Down to work

We’ve had three more places since the last post, but we’re still looking for our first victory down here in Cagnes. Magical Flower ran fourth twice and Deep Ocean finished second. Magic is running well, and with a little luck she just might hit the winner’s circle here. Today she got stuck making the running again, which wasn’t necessarily the plan after she fought so well from midfield last time out. But we had a low inside draw, and from that post you either need to gun it early or get swallowed by the wave of horses coming over from the outside. I much preferred the way she ran last time, when she actually fought to pass horses in the stretch, something we’d never seen her do before. In any case, she’ll have a couple of more chances down here. She seems to like the weather and the track (as do we all) and she’s taking her racing well.

Deep only got beat a half-length last week, which was frustrating because I thought he might win. He runs better right-handed and didn’t change leads in the stretch like he should have, which made the difference. He’ll have another shot next Wednesday, but it won’t be quite as easy of a race. In any case, he always tries his best.

Eternal Gift will be our next runner when he makes a road trip to Marseille on Monday. I didn’t like the choices for him here in Cagnes, where he either would have had to run against older horses or run on the turf, so we’ll take our chances up the road in a condition race.

Gorki Park, Grey Falcon, Blue Lilac and Santarini all have yet to hit the board, but they’ll have chances soon, I hope. Gorki ran badly on Monday, and I’m not sure why. He didn’t have the same action as he did in his first two times out, but I can’t find anything too wrong with him. His shins may be bothering him just a bit again, but I don’t think it’s serious. Grey Falcon got a bad ride last time out and will have another chance next week. Blue Lilac hasn’t show much so far, but we’ll give her another couple of shots, too, and Santarini desperately needs to get into a race – she’s been eliminated twice now. We’ll try to get Blue and her into the same race on Feb. 9 and go from there.

Meanwhile, the carnival atmosphere behind the scenes continues apace. The usual gathering at “Joe’s Bar” – tack room by day, debauchery by night – takes place every evening after stable time. The cantine is doing a brisk business and the Concorde is never empty. My staff is living in relative squalor in the lad’s rooms above the boxes, but they seem to like it in a strange way. Their room looks like a cross between Animal House and a trailer park after a tornado – not the least because the apprentice jockey from the English team seems to have moved in with them.

I, on the other hand, am living in relative luxury in my tiny studio in the Afasec building. The final bend of the main track is right outside my window, and the pull-out sofa bed is barely bigger than a glorified twin – OK for me, but not sure what will happen when Tim comes in a couple of weeks. That said, my bathroom is big, very warm and usually with hot water, which is far, far more than I can say about the staff accommodations. I’ve also got WiFi, which is indispensable. Andrew, who rents a far more lavish apartment in the Baie des Anges, does not have WiFi, so sometimes I find him sitting outside my door piggy-backing on mine.

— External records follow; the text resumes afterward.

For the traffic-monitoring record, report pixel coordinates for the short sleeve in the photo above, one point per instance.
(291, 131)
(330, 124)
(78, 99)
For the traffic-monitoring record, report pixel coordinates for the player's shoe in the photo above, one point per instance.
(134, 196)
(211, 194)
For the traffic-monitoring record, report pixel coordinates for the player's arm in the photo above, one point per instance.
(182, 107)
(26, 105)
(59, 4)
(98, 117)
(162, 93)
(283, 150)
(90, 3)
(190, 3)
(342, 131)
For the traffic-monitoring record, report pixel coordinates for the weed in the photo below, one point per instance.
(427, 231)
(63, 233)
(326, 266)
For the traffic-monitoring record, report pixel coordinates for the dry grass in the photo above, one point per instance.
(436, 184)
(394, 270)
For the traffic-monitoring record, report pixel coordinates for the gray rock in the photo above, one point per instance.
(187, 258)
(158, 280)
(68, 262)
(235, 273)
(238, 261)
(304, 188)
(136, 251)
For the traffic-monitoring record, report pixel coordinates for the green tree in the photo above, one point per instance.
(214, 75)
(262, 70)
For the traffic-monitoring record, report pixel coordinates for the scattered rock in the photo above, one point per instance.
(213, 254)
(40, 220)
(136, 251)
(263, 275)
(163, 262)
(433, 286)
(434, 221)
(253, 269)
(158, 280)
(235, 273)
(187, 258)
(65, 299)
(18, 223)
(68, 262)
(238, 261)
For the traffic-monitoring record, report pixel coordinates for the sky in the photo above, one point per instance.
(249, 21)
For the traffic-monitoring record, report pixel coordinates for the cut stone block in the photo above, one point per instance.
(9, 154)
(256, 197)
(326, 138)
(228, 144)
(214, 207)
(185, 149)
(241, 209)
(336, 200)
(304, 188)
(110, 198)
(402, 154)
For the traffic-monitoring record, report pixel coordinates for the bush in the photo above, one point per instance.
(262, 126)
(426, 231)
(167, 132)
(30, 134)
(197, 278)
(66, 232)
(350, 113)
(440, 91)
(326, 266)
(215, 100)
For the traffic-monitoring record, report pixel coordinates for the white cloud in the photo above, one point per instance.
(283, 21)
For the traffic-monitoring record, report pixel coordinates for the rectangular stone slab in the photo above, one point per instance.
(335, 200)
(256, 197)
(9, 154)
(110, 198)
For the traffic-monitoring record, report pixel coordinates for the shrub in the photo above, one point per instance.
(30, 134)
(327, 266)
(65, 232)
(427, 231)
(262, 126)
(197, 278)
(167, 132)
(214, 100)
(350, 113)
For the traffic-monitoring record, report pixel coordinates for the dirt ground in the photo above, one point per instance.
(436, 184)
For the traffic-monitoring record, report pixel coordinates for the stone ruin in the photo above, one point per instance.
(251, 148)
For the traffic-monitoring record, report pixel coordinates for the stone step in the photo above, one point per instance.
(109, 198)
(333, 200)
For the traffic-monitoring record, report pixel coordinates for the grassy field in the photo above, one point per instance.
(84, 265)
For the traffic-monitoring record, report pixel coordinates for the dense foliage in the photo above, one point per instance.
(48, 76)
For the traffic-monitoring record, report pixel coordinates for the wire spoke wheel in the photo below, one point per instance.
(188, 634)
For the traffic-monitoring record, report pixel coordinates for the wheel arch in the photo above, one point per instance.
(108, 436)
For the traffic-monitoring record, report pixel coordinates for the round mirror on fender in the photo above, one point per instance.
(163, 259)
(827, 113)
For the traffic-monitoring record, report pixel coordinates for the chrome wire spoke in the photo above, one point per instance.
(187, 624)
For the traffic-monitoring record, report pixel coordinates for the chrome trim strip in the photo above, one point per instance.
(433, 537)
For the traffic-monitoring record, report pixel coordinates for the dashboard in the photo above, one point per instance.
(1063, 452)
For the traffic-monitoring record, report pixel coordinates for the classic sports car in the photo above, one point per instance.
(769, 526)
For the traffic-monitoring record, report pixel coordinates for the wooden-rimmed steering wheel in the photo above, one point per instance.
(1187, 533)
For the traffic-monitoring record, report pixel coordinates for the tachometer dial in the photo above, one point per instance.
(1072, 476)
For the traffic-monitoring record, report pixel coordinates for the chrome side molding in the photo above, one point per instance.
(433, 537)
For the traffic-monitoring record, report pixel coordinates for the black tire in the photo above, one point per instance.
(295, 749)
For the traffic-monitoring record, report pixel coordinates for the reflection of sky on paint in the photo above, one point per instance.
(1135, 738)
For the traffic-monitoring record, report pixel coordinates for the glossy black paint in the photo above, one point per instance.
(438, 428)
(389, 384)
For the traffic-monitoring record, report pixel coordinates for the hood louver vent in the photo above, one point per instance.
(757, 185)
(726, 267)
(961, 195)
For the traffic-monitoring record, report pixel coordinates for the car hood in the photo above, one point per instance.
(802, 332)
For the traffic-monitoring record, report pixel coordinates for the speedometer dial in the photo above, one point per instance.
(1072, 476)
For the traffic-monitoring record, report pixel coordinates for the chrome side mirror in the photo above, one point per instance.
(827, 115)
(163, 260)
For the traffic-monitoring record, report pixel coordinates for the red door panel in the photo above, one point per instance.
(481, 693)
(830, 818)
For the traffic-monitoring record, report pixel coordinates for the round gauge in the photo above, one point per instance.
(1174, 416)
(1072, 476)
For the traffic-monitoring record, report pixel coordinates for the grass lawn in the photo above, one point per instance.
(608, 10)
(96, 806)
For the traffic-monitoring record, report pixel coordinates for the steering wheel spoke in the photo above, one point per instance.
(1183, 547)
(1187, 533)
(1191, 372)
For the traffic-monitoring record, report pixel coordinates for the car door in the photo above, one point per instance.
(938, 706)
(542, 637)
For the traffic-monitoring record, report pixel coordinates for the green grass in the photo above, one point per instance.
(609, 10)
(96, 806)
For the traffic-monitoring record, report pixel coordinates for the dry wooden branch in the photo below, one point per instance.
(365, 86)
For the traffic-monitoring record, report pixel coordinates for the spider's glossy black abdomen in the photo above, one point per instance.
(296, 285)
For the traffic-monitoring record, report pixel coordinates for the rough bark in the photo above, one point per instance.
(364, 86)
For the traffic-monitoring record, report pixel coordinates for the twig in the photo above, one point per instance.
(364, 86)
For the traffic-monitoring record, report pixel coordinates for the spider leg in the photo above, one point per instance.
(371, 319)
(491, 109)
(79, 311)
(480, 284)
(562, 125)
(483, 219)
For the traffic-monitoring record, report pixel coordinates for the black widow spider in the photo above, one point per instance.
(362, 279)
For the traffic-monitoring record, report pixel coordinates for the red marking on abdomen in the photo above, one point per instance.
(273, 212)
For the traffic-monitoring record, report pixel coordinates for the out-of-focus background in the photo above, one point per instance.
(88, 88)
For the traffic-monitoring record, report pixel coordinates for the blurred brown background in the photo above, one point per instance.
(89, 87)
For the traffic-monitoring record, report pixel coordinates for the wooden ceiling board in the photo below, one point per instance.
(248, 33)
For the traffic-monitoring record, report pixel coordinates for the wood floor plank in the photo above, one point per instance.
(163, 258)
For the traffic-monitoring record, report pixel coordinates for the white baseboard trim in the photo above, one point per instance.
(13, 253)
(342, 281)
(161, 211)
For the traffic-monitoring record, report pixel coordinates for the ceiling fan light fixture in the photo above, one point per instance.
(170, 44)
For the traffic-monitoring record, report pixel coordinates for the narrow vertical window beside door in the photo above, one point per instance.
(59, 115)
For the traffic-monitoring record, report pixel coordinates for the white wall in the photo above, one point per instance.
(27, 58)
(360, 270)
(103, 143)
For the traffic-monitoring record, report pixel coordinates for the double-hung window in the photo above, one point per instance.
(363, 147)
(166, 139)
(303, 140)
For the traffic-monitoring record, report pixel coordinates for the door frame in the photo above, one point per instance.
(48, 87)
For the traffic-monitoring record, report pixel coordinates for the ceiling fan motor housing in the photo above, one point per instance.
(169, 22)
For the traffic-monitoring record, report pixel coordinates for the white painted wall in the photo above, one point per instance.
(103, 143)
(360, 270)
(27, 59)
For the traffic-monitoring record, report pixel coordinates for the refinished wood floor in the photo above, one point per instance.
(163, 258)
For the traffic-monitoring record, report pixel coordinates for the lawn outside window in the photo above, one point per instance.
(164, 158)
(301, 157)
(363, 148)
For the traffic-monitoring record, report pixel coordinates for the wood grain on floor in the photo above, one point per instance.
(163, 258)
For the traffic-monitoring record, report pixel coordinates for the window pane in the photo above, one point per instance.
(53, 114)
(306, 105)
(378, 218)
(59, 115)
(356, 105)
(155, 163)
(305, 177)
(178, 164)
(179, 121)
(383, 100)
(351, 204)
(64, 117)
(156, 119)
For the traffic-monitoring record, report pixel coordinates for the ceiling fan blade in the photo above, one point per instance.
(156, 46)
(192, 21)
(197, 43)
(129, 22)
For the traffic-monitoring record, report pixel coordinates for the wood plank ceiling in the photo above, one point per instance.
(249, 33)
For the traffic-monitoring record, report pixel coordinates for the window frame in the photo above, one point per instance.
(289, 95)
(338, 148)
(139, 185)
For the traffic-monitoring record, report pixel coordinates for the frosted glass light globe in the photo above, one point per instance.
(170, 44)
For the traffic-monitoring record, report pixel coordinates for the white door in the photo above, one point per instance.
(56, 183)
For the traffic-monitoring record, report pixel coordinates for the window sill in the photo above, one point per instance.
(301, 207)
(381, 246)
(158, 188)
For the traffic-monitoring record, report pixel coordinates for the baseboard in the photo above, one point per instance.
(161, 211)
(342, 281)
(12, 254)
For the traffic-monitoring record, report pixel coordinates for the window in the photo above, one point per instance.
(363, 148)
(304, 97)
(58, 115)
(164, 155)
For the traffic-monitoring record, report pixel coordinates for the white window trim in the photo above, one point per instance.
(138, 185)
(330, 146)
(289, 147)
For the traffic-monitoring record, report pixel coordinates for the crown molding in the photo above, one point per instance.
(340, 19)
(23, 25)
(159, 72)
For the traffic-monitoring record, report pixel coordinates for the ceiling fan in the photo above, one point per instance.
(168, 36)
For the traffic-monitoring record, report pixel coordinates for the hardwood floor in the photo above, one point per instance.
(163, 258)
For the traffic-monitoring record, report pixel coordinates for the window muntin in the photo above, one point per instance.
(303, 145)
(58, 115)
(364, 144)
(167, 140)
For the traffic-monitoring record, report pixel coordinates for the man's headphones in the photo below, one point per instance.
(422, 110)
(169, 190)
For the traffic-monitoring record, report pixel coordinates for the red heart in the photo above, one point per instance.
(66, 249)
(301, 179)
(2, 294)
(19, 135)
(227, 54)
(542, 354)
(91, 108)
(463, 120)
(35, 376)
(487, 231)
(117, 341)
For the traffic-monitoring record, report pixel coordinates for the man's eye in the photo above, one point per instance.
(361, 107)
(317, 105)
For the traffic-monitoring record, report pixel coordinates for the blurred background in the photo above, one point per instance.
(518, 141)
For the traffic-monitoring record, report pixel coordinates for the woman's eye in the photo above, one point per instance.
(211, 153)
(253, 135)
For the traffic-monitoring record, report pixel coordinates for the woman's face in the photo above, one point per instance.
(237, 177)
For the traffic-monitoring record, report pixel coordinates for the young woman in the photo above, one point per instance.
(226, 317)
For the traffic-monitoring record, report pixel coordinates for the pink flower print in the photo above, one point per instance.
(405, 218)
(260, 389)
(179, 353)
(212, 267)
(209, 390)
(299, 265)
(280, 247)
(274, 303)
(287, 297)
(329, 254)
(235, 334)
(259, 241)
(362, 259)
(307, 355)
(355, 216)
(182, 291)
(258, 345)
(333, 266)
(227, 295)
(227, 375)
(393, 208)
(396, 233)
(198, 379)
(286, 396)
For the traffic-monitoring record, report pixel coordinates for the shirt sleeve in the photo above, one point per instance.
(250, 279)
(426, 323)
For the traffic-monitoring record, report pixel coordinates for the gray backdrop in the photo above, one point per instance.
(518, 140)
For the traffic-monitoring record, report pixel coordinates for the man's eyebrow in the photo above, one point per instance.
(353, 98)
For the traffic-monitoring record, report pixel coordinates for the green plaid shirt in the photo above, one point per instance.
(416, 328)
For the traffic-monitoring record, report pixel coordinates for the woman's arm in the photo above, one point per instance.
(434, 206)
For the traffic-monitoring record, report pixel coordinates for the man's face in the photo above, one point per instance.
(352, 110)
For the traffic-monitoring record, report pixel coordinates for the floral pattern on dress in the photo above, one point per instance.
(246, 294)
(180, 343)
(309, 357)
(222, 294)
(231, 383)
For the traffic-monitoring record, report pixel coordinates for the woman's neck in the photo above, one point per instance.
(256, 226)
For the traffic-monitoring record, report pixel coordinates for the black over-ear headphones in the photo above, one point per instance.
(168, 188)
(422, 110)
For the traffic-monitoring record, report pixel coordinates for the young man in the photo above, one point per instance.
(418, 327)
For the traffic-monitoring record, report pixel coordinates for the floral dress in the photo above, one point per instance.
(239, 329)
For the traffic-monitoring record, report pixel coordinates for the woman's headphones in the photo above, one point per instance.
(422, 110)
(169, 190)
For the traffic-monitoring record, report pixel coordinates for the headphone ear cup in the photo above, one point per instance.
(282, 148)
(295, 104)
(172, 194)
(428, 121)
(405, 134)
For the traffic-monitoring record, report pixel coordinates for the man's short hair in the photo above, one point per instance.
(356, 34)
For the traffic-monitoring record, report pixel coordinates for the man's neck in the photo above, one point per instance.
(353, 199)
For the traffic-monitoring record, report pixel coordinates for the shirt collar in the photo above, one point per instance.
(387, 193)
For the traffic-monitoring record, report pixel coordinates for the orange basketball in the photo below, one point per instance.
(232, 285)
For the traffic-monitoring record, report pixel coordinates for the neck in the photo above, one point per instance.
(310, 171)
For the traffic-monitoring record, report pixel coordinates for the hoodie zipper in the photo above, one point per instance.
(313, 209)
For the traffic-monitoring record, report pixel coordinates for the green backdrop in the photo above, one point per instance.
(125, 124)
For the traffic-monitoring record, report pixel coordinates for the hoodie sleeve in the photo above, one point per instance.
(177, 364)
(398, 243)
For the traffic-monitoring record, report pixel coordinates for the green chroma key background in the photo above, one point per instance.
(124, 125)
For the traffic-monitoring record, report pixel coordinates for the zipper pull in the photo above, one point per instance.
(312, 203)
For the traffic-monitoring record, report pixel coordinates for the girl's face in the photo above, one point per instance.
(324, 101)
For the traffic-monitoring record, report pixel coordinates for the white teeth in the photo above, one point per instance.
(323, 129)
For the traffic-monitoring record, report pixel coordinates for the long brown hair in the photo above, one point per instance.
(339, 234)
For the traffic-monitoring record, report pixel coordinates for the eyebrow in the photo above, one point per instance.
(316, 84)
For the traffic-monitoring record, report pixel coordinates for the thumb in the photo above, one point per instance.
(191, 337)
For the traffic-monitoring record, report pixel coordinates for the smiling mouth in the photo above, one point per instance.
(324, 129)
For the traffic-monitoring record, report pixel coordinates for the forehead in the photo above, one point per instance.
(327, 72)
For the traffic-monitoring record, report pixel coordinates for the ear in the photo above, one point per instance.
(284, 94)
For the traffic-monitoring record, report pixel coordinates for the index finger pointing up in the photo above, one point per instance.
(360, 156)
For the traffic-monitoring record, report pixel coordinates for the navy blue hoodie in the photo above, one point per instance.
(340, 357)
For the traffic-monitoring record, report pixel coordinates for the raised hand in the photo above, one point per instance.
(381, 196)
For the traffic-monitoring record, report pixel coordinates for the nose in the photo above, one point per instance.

My car has become the communal shuttle, so I have to make sure I keep track of who has it and where the keys might be at any given time. Everyone is more than willing to help out everyone else, sometimes in the strangest situations. The other night, Agata and Natalie found themselves rounding up a horse that decided to have an after-midnight tour around the stabling area. Once they caught the horse, they looked everywhere for the empty box it might have come from but found only fully occupied quarters. They found an empty box in the trotter barn and parked the horse there, told security about it (they were in their booth at the front gate, blissfully oblivious that anything had happened) and went back to bed. They checked back the next morning and found a trotter in the trotter box, so where the thoroughbred they had parked there the night before went was anyone’s guess.

Luckily, none of our horses are escape artists; their boxes are outside of the main stabling enclosure, so if one got loose, who knows where we’d find it. That said, since we are right across from the grain depot, perhaps we wouldn’t have far to look. Santarini is the most likely candidate for an accidental escape. There is a hook on the front of her door that she loves to play with, and she can also reach the light switch on the wall outside. More than once I’ve gone back for a late-night check to find her trying to sleep under fluorescent lighting. If only we could teach her to turn it off herself.